視点
たそがれ時の日中関係を読む
2013/07/11 16:41
週刊BCN 2013年07月08日vol.1488掲載
上海のホテルのテレビに映る50局のうち、5局が尖閣諸島のニュース、5局が旧日本軍との戦争のドラマである。これが連日なので、当然ながら視聴者は飽きてくる。この飽き対策として、中国軍は毎日、尖閣諸島の日本領海に入らねばならない。ドラマ、これは見せる。今までのハゲで、チビで、デブの日本兵だけではない。ハンサムで極めて良識的な日本兵も登場する。そして筋書きが数段おもしろくなっている。日本軍との戦争のドラマはそれまで1局くらいだったが、急に増えた。新聞についていえば、5月15日の上海の主要25紙のうち尖閣列島のニュースが1面トップは3紙、各紙とも「安倍右翼政権」や「鬼子政治家日本維新の会橋下共同代表」の文字が踊る。

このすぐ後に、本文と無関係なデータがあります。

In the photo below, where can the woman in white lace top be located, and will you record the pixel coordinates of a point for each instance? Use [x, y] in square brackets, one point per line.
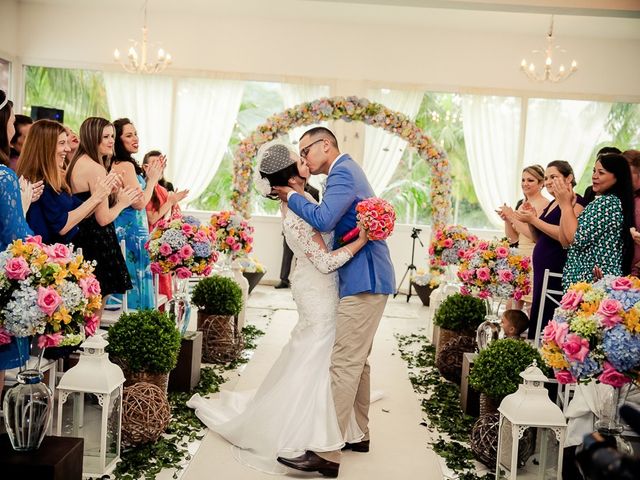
[292, 411]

しかしながら、多くの中国人は、反日にも尖閣諸島問題にもほとんど関心がない。私は、今回の8日間の滞在中、反日おじさんには一人しか会っていない。街でタクシーに乗せてもらえないこともないし、飲み屋でからまれることもない。中国の政府やマスコミの対応と一般の国民の意識にはかなり大きな差があることがよくわかる。
現在の中国の経済は、円安・元高、不良債権問題、賃金高、供給過剰などで経済が減速している。だからといって、ざまあみろということにはならない。中国経済は日本経済と連結していて、すぐに影響が及ぶからだ。現に、このバブル経済の崩壊で日系の建機メーカーの敷地は在庫の山である。中国経済が以前と異なって不透明な経済となり、かつ尖閣諸島問題というトゲが当分抜けないということは、日本企業の中国ビジネスはこれまでのようには進まない、世界経済は今まで通りには運ばないということでもある。